With ever-increasing complexity in distributed systems and growing cloud-native solutions, monitoring and observability become a very important aspect in understanding how the systems are behaving. There is a need for scalable tools that can collect data from all the services and provide the engineers with a unified view of performance, errors, logs, and availability of components. These tools also need to be cost-effective and performant. In this article, we will go through two popular stacks – EFK (Elasticsearch) and PLG (Loki) and understand their architecture and differences.
You might have heard of ELK or EFK stack which has been very popular. It is a set of monitoring tools – Elastic search (object store), Logstash or FluentD (log routing and aggregation), and Kibana for visualization.
A typical workflow would be like the following:
Elasticsearch is a real-time, distributed object storage, search and analytics engine. It excels in indexing semi-structured data such as logs. The information is serialized as JSON documents and indexed in real-time and distributed across nodes in the cluster. Elasticsearch uses an inverted index which lists all unique words and their related documents for full-text search, which is based on Apache Lucene search engine library.
FluentD is a data collector which unifies the data collection and consumption for better use. It tries to structure data as JSON as much as possible. It has plugin-architecture and supported by 100s of community provided plugins for many use-cases.
Kibana is the visualization engine for elasticsearch data, with features like time-series analysis, machine learning, graph and location analysis.
Typically in an elastic search cluster, the data stored in shards across the nodes. The cluster consists of many nodes to improve availability and resiliency. Any node is capable to perform all the roles but in a large scale deployment, nodes can be assigned specific duties.
There are following type of nodes in the cluster:
- Master Nodes – controls the cluster, requires a minimum of 3, one is active at all times
- Data Nodes – to hold index data and perform data-related tasks
- Ingest Nodes – used for ingest pipelines to transform and enrich the data before indexing
- Coordinating Nodes – to route requests, handle search reduce phase, coordinates bulk indexing
- Alerting Nodes – to run alerting jobs
- Machine Learning Nodes – to run machine learning jobs
Below diagram shows how the data is stored in primary and replica shards to spread the load across nodes and to improve data availability.
The data in each shard is stored in an inverted index. Below figure shows how the data would be stored in an inverted index.
EFK Stack – Quick Installation
For the detailed steps, I found a good article on DigitalOcean . Here, I am installing using helm chart in my demo.
$ helm install efk-stack stable/elastic-stack --set logstash.enabled=false --set fluentd.enabled=true --set fluentd-elasticsearch.enabled=true
PLG Stack (Promtail, Loki and Grafana)
Don’t be surprised if you don’t find this acronym, it is mostly known as Grafana Loki. Anyway, this stack is getting good popularity due to its opinionated design decisions. You might know about Grafana which is a popular visualization tool. Grafana labs designed Loki which is a horizontally scalable, highly available, multi-tenant log aggregation system inspired by Prometheus. It indexes only metadata and doesn’t index the content of the log. This design decision makes it very cost-effective and easy to operate.
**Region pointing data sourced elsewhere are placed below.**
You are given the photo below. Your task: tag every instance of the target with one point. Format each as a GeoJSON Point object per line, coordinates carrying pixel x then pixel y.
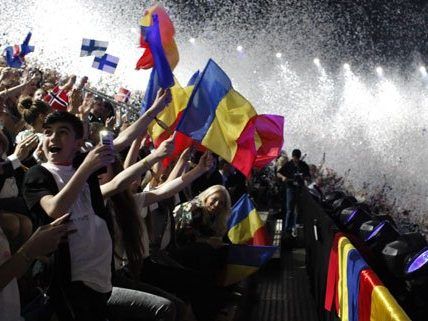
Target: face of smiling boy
{"type": "Point", "coordinates": [60, 144]}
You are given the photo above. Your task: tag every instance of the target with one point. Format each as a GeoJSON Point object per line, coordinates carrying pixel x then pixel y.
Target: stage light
{"type": "Point", "coordinates": [382, 234]}
{"type": "Point", "coordinates": [367, 227]}
{"type": "Point", "coordinates": [353, 217]}
{"type": "Point", "coordinates": [417, 265]}
{"type": "Point", "coordinates": [423, 71]}
{"type": "Point", "coordinates": [396, 252]}
{"type": "Point", "coordinates": [329, 199]}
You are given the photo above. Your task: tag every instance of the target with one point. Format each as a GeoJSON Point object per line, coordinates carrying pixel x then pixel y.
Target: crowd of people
{"type": "Point", "coordinates": [99, 229]}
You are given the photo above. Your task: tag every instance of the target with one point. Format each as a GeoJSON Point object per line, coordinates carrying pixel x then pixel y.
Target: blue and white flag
{"type": "Point", "coordinates": [91, 47]}
{"type": "Point", "coordinates": [106, 63]}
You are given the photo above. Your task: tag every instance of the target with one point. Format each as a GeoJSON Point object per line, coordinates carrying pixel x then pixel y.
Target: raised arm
{"type": "Point", "coordinates": [56, 205]}
{"type": "Point", "coordinates": [132, 155]}
{"type": "Point", "coordinates": [139, 127]}
{"type": "Point", "coordinates": [181, 165]}
{"type": "Point", "coordinates": [169, 189]}
{"type": "Point", "coordinates": [14, 91]}
{"type": "Point", "coordinates": [122, 180]}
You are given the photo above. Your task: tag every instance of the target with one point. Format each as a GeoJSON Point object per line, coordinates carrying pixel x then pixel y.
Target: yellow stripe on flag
{"type": "Point", "coordinates": [343, 299]}
{"type": "Point", "coordinates": [343, 241]}
{"type": "Point", "coordinates": [243, 232]}
{"type": "Point", "coordinates": [384, 307]}
{"type": "Point", "coordinates": [232, 115]}
{"type": "Point", "coordinates": [180, 97]}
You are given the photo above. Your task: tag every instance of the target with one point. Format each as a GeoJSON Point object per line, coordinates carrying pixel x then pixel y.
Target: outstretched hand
{"type": "Point", "coordinates": [166, 148]}
{"type": "Point", "coordinates": [100, 156]}
{"type": "Point", "coordinates": [205, 162]}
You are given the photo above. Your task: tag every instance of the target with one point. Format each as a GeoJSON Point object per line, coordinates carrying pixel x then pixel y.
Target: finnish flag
{"type": "Point", "coordinates": [106, 63]}
{"type": "Point", "coordinates": [91, 47]}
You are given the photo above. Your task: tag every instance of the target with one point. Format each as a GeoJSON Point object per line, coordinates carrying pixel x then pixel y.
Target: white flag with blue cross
{"type": "Point", "coordinates": [91, 47]}
{"type": "Point", "coordinates": [106, 63]}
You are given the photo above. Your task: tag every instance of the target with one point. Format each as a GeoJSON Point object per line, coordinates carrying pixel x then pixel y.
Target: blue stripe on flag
{"type": "Point", "coordinates": [209, 90]}
{"type": "Point", "coordinates": [240, 211]}
{"type": "Point", "coordinates": [151, 91]}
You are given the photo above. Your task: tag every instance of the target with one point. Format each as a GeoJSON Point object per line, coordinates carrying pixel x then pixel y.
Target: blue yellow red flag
{"type": "Point", "coordinates": [245, 225]}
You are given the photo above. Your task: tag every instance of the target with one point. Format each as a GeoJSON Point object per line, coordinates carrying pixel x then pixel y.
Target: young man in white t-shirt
{"type": "Point", "coordinates": [82, 276]}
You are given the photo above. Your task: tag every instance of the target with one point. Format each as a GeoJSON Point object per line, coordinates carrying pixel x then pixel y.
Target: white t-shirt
{"type": "Point", "coordinates": [91, 246]}
{"type": "Point", "coordinates": [10, 306]}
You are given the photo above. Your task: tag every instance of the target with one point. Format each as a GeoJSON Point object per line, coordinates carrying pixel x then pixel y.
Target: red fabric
{"type": "Point", "coordinates": [270, 129]}
{"type": "Point", "coordinates": [146, 60]}
{"type": "Point", "coordinates": [57, 98]}
{"type": "Point", "coordinates": [331, 295]}
{"type": "Point", "coordinates": [122, 95]}
{"type": "Point", "coordinates": [181, 141]}
{"type": "Point", "coordinates": [246, 151]}
{"type": "Point", "coordinates": [368, 281]}
{"type": "Point", "coordinates": [167, 32]}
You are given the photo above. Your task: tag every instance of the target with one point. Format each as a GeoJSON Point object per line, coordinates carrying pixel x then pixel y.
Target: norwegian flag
{"type": "Point", "coordinates": [122, 95]}
{"type": "Point", "coordinates": [57, 98]}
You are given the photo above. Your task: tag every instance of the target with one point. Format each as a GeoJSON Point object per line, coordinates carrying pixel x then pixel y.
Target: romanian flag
{"type": "Point", "coordinates": [161, 65]}
{"type": "Point", "coordinates": [358, 292]}
{"type": "Point", "coordinates": [15, 55]}
{"type": "Point", "coordinates": [244, 260]}
{"type": "Point", "coordinates": [166, 30]}
{"type": "Point", "coordinates": [375, 302]}
{"type": "Point", "coordinates": [245, 225]}
{"type": "Point", "coordinates": [268, 130]}
{"type": "Point", "coordinates": [220, 119]}
{"type": "Point", "coordinates": [356, 264]}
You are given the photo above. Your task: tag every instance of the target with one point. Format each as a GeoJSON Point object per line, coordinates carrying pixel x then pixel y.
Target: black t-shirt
{"type": "Point", "coordinates": [295, 172]}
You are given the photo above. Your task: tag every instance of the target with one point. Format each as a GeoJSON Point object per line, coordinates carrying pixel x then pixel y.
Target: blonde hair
{"type": "Point", "coordinates": [223, 213]}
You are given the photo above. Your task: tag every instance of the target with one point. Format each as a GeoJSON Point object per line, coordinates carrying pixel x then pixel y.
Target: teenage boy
{"type": "Point", "coordinates": [81, 283]}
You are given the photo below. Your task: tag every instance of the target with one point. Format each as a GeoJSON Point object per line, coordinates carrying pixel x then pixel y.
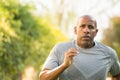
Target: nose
{"type": "Point", "coordinates": [86, 29]}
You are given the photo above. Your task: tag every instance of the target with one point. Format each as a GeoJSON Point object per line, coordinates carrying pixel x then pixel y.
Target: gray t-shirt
{"type": "Point", "coordinates": [89, 64]}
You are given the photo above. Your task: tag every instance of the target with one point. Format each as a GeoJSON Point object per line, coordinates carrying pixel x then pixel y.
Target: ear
{"type": "Point", "coordinates": [75, 30]}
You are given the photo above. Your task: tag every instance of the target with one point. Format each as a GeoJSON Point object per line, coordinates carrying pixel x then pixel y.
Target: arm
{"type": "Point", "coordinates": [117, 77]}
{"type": "Point", "coordinates": [47, 74]}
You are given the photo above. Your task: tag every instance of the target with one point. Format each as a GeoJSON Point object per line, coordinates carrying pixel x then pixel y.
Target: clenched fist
{"type": "Point", "coordinates": [68, 60]}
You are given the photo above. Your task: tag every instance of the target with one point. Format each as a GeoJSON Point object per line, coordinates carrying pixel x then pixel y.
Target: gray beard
{"type": "Point", "coordinates": [86, 44]}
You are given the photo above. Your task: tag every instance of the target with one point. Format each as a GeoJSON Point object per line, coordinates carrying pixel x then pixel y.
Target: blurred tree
{"type": "Point", "coordinates": [25, 39]}
{"type": "Point", "coordinates": [112, 34]}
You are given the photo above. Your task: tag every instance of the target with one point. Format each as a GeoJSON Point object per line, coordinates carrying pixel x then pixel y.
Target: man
{"type": "Point", "coordinates": [83, 58]}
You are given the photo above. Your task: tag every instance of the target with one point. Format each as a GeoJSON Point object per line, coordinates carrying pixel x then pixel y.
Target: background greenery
{"type": "Point", "coordinates": [26, 39]}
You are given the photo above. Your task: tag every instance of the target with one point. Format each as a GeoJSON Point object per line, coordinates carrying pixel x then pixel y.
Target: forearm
{"type": "Point", "coordinates": [52, 74]}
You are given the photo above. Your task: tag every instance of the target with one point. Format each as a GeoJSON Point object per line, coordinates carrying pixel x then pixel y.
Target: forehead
{"type": "Point", "coordinates": [86, 20]}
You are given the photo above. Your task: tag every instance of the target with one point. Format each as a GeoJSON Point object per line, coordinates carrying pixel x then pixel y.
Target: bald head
{"type": "Point", "coordinates": [87, 17]}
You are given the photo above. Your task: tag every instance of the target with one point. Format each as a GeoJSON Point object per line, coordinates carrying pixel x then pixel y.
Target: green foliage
{"type": "Point", "coordinates": [25, 39]}
{"type": "Point", "coordinates": [112, 34]}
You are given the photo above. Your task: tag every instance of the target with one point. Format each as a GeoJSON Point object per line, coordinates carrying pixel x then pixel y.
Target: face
{"type": "Point", "coordinates": [85, 31]}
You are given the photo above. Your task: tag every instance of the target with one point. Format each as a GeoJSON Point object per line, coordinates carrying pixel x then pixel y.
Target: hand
{"type": "Point", "coordinates": [68, 60]}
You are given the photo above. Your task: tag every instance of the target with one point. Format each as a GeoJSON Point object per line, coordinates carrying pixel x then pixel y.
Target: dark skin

Promtail is an agent that ships the logs from the local system to the Loki cluster. Grafana is the visualization tool which consumes data from Loki data sources.
The Loki is built on the same design principles of Prometheus, therefore it is a good fit for storing and analyzing the logs of Kubernetes.
Loki can be run in single-process mode or in multiple process mode providing independent horizontal scalability.
Loki is designed in a way that it can be used as a single monolith or can be used as microservice. The single-process model is good for local development and small monitoring setup. For production and scalable workload, it is recommended to go with the microservices model. The write path and read path in Loki are decoupled so it is highly tuneable and can be scaled independently based on the need.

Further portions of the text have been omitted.